To be fair to Danzinger maybe she really is shallow enough to believe that how someone looks is all that really matters. I mean, just look at the magazine she edits.
It's pretty sad how the
my professional opinion
Kelly does look chubby in the video. She is being filmed from strait on, moving her head naturally, not worried about the position of the camera, which tends to make you look fat and double chinned.... In the cover photo, her head is tilted down (giving her a great jaw line), her chest is out, back arched, she's on a white cover with white pants (and a dot over her hiney) so her bottom half doesn't look as big as if it were a contrast from the background, her arm is positioned away from her body (so it's not smushed up against her body like it would be just hanging naturally), and the shape of it compliments the shape of her body and accentuates that her waist is small..... that photographer knew what they were doing when they took that picture. Now look at the picture of her in black, with the yellow background. Her head is thrown back (she's all neck) and her mouth is open guaranteeing that damn near everyone will have a double chin, there is a guy standing behind her with black pants that blends into her, making her look much more thick than she is, her out fit is a contrast to the bright yellow background which makes her silhouette more obvious.... The position can make a huge difference in how a person looks. It makes me think of that whole which line is longer eye trick:
<---------->
>----------<
Yeah, she was photoshopped up..... I am sure she was slimmed down, her blemishes removed, wrinkles done away with, but so what? We are so quick to judge celebrities about this, but every person I have ever taken a photo of has something that needs touching up. They did it to your high-school pictures, and you were only handing them out to the people who already cared about you, you weren't getting it put on a cover of a magazine to have the whole world judge you.

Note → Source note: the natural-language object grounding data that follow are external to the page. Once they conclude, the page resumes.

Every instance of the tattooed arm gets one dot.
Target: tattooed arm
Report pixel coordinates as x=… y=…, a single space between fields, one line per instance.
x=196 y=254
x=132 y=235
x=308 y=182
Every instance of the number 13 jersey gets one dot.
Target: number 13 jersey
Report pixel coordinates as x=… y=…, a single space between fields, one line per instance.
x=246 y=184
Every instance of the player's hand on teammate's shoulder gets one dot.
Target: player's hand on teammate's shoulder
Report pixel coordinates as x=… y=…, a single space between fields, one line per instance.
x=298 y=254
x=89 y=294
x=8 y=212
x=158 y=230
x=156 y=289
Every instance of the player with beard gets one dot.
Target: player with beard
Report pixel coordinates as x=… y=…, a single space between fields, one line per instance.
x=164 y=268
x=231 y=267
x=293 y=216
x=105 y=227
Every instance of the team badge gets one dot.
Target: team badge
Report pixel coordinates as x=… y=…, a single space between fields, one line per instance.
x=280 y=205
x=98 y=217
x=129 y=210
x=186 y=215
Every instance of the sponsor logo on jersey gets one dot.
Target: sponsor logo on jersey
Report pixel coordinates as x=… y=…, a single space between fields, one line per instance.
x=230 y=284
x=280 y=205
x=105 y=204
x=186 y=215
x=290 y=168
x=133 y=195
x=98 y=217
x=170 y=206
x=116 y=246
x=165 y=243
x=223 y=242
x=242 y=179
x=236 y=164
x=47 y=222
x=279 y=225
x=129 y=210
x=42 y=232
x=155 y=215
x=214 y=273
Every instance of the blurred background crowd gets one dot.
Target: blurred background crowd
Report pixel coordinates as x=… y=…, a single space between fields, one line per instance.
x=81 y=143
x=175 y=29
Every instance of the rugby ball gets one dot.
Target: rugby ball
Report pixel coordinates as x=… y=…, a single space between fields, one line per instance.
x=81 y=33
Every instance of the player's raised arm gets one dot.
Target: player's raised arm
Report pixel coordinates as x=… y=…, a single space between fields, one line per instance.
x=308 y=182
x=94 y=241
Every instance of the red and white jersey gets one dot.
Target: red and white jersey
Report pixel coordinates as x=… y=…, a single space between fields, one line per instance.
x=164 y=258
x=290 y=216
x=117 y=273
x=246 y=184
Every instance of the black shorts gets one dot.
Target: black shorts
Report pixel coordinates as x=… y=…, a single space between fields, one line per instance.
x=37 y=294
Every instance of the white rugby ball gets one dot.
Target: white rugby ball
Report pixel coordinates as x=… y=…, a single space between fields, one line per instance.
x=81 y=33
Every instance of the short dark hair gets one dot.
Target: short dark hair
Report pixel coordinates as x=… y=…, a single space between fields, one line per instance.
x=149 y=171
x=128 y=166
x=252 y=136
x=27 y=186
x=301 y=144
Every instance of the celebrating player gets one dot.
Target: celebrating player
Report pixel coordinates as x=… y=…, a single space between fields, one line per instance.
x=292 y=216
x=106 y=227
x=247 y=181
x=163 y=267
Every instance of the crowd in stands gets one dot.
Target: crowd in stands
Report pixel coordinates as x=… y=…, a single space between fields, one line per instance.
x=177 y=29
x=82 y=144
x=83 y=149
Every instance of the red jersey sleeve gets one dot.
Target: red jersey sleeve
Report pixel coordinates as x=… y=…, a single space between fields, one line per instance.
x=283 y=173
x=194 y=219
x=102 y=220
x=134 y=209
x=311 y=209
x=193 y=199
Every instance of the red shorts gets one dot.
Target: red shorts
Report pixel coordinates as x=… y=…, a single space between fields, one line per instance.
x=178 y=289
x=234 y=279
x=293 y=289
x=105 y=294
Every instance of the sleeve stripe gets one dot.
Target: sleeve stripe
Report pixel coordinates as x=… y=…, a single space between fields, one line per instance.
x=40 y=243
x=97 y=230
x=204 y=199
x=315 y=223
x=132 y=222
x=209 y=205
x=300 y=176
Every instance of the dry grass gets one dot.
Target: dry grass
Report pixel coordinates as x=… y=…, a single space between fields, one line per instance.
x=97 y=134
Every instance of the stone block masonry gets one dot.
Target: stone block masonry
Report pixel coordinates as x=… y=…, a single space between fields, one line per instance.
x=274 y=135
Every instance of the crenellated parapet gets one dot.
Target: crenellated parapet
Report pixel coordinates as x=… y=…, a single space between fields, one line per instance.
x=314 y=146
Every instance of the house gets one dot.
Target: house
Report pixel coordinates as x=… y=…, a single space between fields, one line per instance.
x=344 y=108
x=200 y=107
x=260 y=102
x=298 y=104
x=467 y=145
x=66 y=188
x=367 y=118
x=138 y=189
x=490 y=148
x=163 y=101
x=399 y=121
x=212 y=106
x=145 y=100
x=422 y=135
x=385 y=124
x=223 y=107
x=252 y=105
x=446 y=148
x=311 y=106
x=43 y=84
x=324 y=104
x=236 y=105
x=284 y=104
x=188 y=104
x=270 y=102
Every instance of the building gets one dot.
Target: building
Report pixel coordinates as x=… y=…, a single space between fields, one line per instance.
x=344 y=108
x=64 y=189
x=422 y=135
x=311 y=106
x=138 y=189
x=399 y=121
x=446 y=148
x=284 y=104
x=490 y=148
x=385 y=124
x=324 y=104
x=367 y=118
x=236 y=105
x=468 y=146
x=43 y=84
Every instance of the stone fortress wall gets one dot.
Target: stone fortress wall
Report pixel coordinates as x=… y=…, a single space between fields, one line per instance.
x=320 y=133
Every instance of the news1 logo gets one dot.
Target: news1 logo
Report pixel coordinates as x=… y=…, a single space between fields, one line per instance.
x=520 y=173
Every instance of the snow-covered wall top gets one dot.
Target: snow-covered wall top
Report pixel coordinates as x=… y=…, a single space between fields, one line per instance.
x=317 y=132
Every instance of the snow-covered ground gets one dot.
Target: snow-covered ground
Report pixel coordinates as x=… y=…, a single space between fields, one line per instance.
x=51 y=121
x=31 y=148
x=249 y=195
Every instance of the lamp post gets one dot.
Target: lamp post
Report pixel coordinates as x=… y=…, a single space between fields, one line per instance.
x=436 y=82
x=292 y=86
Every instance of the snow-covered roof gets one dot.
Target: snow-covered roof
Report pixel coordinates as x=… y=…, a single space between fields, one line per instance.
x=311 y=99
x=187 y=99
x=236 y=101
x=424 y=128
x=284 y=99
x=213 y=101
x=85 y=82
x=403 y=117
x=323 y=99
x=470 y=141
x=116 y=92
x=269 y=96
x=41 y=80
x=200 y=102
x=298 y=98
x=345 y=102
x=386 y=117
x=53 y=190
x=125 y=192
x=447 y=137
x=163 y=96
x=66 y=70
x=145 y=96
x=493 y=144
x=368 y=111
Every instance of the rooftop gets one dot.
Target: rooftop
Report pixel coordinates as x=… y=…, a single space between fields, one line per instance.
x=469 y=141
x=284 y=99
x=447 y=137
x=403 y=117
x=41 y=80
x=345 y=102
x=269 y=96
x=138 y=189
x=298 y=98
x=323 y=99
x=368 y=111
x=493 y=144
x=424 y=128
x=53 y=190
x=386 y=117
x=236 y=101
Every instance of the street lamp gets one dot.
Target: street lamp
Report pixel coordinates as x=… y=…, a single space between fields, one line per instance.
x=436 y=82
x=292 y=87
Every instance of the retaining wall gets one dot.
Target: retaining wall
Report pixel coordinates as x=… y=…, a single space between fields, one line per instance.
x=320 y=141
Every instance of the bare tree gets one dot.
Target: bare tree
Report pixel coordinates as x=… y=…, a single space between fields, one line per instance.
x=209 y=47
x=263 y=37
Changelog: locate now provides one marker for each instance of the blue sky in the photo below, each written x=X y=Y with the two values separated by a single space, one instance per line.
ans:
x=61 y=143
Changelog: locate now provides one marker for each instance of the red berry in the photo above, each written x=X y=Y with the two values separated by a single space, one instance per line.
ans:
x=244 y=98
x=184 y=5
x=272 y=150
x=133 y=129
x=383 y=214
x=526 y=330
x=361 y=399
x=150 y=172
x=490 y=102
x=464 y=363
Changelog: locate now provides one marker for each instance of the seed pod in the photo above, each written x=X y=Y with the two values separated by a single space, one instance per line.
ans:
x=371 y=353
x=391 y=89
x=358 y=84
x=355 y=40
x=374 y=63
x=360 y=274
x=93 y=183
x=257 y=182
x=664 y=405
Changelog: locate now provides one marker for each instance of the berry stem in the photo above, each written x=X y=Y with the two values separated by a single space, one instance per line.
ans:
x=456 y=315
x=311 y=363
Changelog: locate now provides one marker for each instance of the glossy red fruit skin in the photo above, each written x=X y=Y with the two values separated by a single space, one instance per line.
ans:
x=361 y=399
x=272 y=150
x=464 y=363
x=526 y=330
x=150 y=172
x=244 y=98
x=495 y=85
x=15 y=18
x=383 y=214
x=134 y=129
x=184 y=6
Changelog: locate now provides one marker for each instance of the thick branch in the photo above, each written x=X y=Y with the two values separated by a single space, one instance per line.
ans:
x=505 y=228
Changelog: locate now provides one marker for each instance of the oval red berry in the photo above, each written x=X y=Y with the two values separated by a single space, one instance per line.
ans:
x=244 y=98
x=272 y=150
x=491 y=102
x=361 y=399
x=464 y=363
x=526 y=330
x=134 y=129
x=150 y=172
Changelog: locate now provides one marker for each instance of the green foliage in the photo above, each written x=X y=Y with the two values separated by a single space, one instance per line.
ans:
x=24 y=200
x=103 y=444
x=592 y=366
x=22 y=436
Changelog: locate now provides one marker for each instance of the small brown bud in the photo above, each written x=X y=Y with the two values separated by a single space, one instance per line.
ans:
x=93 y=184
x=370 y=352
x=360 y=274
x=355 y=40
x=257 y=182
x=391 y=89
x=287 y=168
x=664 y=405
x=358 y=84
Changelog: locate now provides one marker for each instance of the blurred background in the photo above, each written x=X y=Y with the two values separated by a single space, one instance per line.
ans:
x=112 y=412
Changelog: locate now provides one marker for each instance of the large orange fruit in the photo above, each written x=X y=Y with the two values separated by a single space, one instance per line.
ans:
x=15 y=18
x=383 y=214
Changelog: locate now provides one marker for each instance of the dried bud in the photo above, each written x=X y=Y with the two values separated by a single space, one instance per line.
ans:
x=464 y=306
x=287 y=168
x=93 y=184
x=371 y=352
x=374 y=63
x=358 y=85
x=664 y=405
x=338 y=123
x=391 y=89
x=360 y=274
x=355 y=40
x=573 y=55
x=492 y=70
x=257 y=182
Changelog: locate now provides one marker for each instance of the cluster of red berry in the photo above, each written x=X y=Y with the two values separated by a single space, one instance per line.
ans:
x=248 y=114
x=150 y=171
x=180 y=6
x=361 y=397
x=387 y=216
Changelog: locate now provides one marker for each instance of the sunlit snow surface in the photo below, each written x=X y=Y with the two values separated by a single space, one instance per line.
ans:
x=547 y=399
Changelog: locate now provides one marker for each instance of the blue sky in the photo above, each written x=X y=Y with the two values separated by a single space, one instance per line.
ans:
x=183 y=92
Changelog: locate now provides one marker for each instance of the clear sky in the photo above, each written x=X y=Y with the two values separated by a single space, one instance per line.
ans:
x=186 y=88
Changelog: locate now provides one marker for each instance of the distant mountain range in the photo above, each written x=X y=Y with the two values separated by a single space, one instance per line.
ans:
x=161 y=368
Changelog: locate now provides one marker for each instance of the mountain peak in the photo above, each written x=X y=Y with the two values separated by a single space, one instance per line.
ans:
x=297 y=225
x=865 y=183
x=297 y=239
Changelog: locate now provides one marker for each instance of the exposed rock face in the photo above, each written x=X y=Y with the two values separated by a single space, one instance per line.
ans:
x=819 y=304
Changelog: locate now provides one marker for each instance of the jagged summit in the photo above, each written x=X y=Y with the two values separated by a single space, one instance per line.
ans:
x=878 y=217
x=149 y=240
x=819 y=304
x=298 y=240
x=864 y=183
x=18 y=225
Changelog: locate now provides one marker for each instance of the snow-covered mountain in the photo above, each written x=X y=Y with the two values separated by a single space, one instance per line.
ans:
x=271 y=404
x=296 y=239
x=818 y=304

I don't think she was turned into a waif for the picture, I think she was just fine-tuned.
Nothing Surprising, Nothing New
I worked in the fashion industry for a bit and was once asked to thin down a 10 year old girl. She was a healthy looking 10 year old to me, very cute for her age too but my boss kept commenting how the shorts looked too tight and the photos needed to be retouched.
But all this is nothing new. We know covers are Photoshoped. Looking at the cover, I can tell they glossed it over and thinned her a bit but I'm not buying that magazine. And knowing or not knowing they did that to an already-gorgeous woman is not gonna be a deciding factor.
Anyway, I buy Elle. Good fashion collages, good articles, and it feels a little more real.
I do think there needs to be a plus-size girl on a cover who hasn't been obviously shooped.
Anybody else looking for social commentary, I recommend a YA book series called UGLIES but I forget the author... The second book is called PRETTIES lol.